France

Un modeste grand chelem pour les ministres candidats aux législatives

Jean-Marie Pottier, mis à jour le 18.06.2017 à 23 h 30

Seulement six ministres étaient candidats ce week-end. Si tous l'ont emporté, Mounir Mahjoubi à Paris et Annick Girardin à Saint-Pierre-et-Miquelon ne sont pas passés loin de la défaite.

Emmanuel Macron et le gouvernement Philippe, le 18 mai 2017 à l'Élysée. PHILIPPE WOJAZER / POOL / AFP.

Emmanuel Macron et le gouvernement Philippe, le 18 mai 2017 à l'Élysée. PHILIPPE WOJAZER / POOL / AFP.

Le gouvernement Philippe va échapper à un remaniement forcé provoqué par la règle «Un ministre battu aux législatives démissionne» après la victoire au second tour de ses six ministres candidats. La ministre des Outre-mer Annick Girardin, qui, avec Jean-Yves Le Drian, est la seule «survivante» des gouvernements Valls et Cazeneuve, paraissait la plus menacée dans sa circonscription de Saint-Pierre-et-Miquelon, où elle était arrivée au coude-à-coude avec son adversaire au premier tour: elle l'emporte finalement avec un peu moins de 52% des voix. Mais c'est finalement le secrétaire d'État au Numérique Mounir Mahjoubi, largement favori après être en sorti de loin en tête du premier tour dans le XIXe arrondissement de Paris, qui a manqué de peu ruiner ce grand chelem en l'emportant avec un peu plus de 51% seulement face à Sarah Legrain (France insoumise). Dans une configuration proche au premier tour, Marielle de Sarnez l'a elle emporté bien plus largement, avec plus de 63% des voix, face à l'avocat Francis Szpiner dans les VIe et XIVe arrondissements.

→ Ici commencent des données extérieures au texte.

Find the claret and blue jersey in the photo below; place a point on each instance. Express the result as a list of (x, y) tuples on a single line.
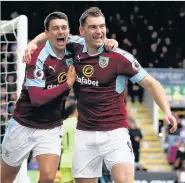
[(101, 82), (45, 71)]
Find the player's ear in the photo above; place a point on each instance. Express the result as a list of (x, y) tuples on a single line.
[(81, 31)]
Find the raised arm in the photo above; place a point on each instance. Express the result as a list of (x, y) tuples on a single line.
[(42, 38), (159, 96)]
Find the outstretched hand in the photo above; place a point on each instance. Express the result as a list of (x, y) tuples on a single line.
[(170, 120)]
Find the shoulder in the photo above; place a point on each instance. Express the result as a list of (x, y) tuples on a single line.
[(123, 54), (40, 53)]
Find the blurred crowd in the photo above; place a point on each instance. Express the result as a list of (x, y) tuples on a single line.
[(175, 146), (152, 31)]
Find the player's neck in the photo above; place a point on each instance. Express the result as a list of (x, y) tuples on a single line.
[(92, 51), (59, 53)]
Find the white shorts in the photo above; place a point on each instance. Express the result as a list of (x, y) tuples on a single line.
[(91, 148), (19, 141)]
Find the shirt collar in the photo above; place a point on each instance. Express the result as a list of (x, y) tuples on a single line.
[(100, 49), (51, 52)]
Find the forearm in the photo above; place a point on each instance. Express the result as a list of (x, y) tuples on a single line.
[(38, 96), (40, 39), (159, 96)]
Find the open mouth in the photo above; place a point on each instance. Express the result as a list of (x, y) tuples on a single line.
[(98, 38), (61, 40)]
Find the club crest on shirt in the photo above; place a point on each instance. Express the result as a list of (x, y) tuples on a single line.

En apparence affaibli par les accusations de favoritisme qui l'ont touché depuis un mois, le ministre de la Cohésion des territoires Richard Ferrand l'a néanmoins emporté avec près de 57% des voix dans sa circonscription finistérienne face à la candidate LR Gaëlle Nicolas. Un autre «rallié» du PS, le député des Alpes-de-Haute-Provence et porte-parole du gouvernement Christophe Castaner, a recueilli près de 62% face au candidat de la France insoumise. Dans l'Eure, le ministre de l'Économie Bruno Le Maire l'a emporté avec près de 65% face au FN.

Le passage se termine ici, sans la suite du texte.